Fare Forward, Voyagers
On the Sunday morning of Hutchmoot, my sister and I went to church with the friends we were staying with at Christ Presbyterian Church of Nashville. The minister, Scott Sauls, spoke from Philippians 2 on “The Humility of God.” In one of those “God-things” everything he said seemed to fit hand in glove with the content of the conference.
He challenged the congregation to look to Christ’s humility as an example and to be imitators of him. He said that humility is the freedom from the need to be thinking of ourselves, that humility liberates us to look toward others. He pointed to Jonathan, the prince of Israel, as an example – Jonathan weakened his own position so that David might become strong.
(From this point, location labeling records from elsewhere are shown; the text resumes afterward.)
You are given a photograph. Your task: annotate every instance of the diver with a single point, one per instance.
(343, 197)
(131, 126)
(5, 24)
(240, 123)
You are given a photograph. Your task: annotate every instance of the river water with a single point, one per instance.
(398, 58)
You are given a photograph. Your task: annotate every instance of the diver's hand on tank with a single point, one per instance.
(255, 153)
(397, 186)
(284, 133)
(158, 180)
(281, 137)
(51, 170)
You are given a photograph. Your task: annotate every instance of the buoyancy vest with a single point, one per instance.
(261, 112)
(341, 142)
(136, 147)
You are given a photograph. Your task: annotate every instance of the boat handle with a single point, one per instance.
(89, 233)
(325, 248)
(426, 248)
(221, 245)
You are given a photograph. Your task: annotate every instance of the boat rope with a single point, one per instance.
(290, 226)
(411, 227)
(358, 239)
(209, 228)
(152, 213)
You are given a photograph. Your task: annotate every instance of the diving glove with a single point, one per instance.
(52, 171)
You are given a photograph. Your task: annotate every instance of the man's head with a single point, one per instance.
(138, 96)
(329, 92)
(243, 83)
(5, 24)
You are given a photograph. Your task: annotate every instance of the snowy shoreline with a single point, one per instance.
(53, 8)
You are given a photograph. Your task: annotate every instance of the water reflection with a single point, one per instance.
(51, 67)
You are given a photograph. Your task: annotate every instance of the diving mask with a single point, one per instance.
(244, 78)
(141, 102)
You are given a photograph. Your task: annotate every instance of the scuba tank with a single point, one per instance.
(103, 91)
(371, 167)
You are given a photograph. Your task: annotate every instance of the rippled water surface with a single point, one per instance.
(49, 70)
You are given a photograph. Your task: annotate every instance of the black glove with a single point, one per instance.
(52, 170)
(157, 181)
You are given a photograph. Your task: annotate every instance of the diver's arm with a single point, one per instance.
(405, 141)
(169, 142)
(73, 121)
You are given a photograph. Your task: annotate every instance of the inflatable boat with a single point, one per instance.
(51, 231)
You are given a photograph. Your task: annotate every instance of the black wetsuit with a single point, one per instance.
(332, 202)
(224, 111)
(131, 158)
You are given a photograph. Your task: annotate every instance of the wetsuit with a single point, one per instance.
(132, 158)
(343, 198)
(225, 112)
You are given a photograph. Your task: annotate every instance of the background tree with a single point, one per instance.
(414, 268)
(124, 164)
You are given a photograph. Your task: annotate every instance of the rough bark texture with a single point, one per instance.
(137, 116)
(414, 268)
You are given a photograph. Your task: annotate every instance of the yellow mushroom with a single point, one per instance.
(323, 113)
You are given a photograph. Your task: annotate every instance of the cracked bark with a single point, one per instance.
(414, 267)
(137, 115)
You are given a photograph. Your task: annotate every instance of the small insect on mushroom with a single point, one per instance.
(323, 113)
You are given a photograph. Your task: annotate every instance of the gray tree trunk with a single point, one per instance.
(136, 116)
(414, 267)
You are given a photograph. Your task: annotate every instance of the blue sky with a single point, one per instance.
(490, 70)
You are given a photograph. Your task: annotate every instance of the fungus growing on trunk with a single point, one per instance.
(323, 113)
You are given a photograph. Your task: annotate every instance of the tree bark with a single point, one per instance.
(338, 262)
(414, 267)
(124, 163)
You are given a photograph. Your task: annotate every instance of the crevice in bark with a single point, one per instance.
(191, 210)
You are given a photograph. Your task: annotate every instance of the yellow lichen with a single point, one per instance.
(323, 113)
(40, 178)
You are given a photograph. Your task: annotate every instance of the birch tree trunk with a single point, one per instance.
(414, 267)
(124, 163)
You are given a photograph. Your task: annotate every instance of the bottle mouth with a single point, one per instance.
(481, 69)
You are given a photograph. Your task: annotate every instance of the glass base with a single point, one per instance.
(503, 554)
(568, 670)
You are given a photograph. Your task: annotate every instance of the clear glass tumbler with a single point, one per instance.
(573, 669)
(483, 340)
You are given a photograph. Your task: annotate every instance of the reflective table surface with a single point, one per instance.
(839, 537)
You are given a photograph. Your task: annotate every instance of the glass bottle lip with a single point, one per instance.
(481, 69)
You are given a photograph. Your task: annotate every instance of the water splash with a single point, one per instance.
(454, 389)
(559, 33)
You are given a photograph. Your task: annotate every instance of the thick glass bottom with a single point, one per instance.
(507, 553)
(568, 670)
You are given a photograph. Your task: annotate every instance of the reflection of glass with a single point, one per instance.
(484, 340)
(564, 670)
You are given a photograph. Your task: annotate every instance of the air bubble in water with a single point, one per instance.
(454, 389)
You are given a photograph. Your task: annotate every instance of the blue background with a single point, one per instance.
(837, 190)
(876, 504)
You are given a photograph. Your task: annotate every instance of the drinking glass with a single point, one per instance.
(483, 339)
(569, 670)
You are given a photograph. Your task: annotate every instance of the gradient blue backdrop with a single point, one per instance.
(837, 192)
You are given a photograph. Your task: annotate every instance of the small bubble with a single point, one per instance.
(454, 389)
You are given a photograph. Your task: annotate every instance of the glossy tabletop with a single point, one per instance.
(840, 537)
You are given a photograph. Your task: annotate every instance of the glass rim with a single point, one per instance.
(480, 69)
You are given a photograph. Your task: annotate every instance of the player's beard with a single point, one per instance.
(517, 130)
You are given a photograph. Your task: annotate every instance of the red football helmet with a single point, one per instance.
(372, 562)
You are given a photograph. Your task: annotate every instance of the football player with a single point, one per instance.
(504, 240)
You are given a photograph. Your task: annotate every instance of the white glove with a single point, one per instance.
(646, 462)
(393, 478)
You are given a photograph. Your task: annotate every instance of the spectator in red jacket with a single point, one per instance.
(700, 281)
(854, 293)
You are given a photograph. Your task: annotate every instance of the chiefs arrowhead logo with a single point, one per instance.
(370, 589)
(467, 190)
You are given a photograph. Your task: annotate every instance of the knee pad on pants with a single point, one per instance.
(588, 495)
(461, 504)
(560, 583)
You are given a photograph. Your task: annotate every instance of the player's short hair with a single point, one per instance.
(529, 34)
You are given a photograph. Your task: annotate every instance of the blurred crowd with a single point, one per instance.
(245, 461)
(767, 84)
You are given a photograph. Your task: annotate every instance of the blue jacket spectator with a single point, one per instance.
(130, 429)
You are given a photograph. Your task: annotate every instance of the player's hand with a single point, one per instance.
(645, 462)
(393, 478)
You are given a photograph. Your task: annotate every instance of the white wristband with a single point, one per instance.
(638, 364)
And then he pointed out the irony: the less Jonathan acted like a king, the more kingly he became in character.
We serve a God who likes juxtapositions like that. He requires death for life, losing our lives for finding them. If nothing else this weekend was a reminder of the great juxtaposition that is the Suffering Servant and the Reigning King.
I could tell you the ideas I was presented with this weekend which took my brain out of my head, scrubbed it up and down on a washing board, and stuffed it back in, all freshly laundered and stretched in unfamiliar places. I could tell you about the delightful people I met who were kind, thoughtless of self, and thoughtful of others. I could tell you about the princes and princesses I met who made themselves nothing and thereby became great.
But I seem to be unable to form into typewritten words what I really want to say about this conference. So, instead, I shall lean upon one of my favorite poets, T.S. Eliot, in his master work of juxtaposition, The Four Quartets.
I said to my soul, be still, and wait without hope
For hope would be hope for the wrong thing; wait without love
For love would be love of the wrong thing; there is yet faith
But the faith and the love and the hope are all in the waiting.
Wait without thought, for you are not ready for thought:
So the darkness shall be the light, and the stillness the dancing.
Whisper of running streams, and winter lightning.
The wild thyme unseen and the wild strawberry,
The laughter in the garden, echoed ecstasy
Not lost, but requiring, pointing to the agony
Of death and birth.
-“East Coker” V.123-133
I can’t quite find a way to explain it, but that passage sums up the feelings from this past weekend – the joy, the agony, the stillness, the running, the hoping, the waiting, the loving, the faith…
We’ve all gone our separate ways now, and cries of, “Hutchmoot let down!” are filling my news feed on Facebook. I’m certain we shall soon become wrapped up into the worlds we find ourselves in, but I hope that our hugs at the church or at the airport are not fully goodbyes. Instead, I hope that they are not goodbyes at all. But rather moments when, instead of thinking of ourselves, we were free to look toward others, to give them our kingly robes, and to send them out renewed.
“Not fare well, / But fare forward, voyagers.”